A Washington state company that produces a battery based on technology developed at the Department of Energy's Pacific Northwest National Laboratory has been honored with a Green Chemistry Challenge Award, the U.S. Environmental Protection Agency announced.
UniEnergy Technologies' vanadium flow battery system is housed in shipping containers. The 2 Megawatt/8 Megawatt-hour system shown here was installed in March 2017 at a Snohomish PUD substation in Everett, Wash. The battery uses electrolyte chemistry developed at Pacific Northwest National Laboratory. (Credit: Snohomish PUD)
UniEnergy Technologies — which is also known as UET, was founded in 2012, and has a 60,000 square-foot manufacturing facility near Seattle, Wash. — received the award in partnership with PNNL under the challenge's small business category. Both UET and PNNL will be honored during a ceremony in Washington, D.C., on June 12. Vincent Sprenkle, who oversees PNNL's grid-scale energy storage research portfolio, will receive the award on behalf of the lab at the ceremony.
The company's advanced vanadium redox flow battery uses a new electrolyte chemistry developed at PNNL with funding from DOE's Office of Electricity Delivery and Energy Reliability.
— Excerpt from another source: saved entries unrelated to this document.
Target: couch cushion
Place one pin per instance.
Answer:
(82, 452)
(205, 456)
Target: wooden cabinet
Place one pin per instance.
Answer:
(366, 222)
The mixed-acid vanadium electrolyte can store 70 percent more energy and operates over a wider temperature range than conventional vanadium electrolytes.
"Research at PNNL has led to considerable technical improvements and substantial cost reductions resulting in a commercially viable flow battery," said Imre Gyuk, director of energy storage research at DOE's Office of Electricity Delivery and Energy Reliability. "As a result, we can now begin to move towards novel applications requiring longer storage durations."
The electrolyte enables UET's systems to store energy without experiencing degraded power or energy capacity, work over 20 years, have zero flammability, and be nearly 100 percent recyclable. UET's batteries are fully integrated with power electronics and controls, which helps the company's utility, independent power producer, microgrids and commercial and industrial customers make quick use of the energy storage system. The company's batteries have a lower total cost of ownership than batteries that use other chemistries such as lithium-ion batteries.
UET recently installed a 2 Megawatt/8 Megawatt-hour flow battery for Snohomish Public Utility District in Everett, Wash., that is the largest containerized flow battery system in the world. To date, the company has installed more than 14 Megawatt-hours of flow batteries to support a variety of grid services, including integrating renewable energy onto the power grid and ensuring power quality at manufacturing facilities. With over 155 Megawatt-hours of further systems ordered or awarded, UET's sales thus far have been in three countries and six U.S. states.
The Green Chemistry Challenge Awards "recognize chemical technologies that incorporate the principles of green chemistry into chemical design, manufacture, and use." UET was one of five organizations to win the awards this year.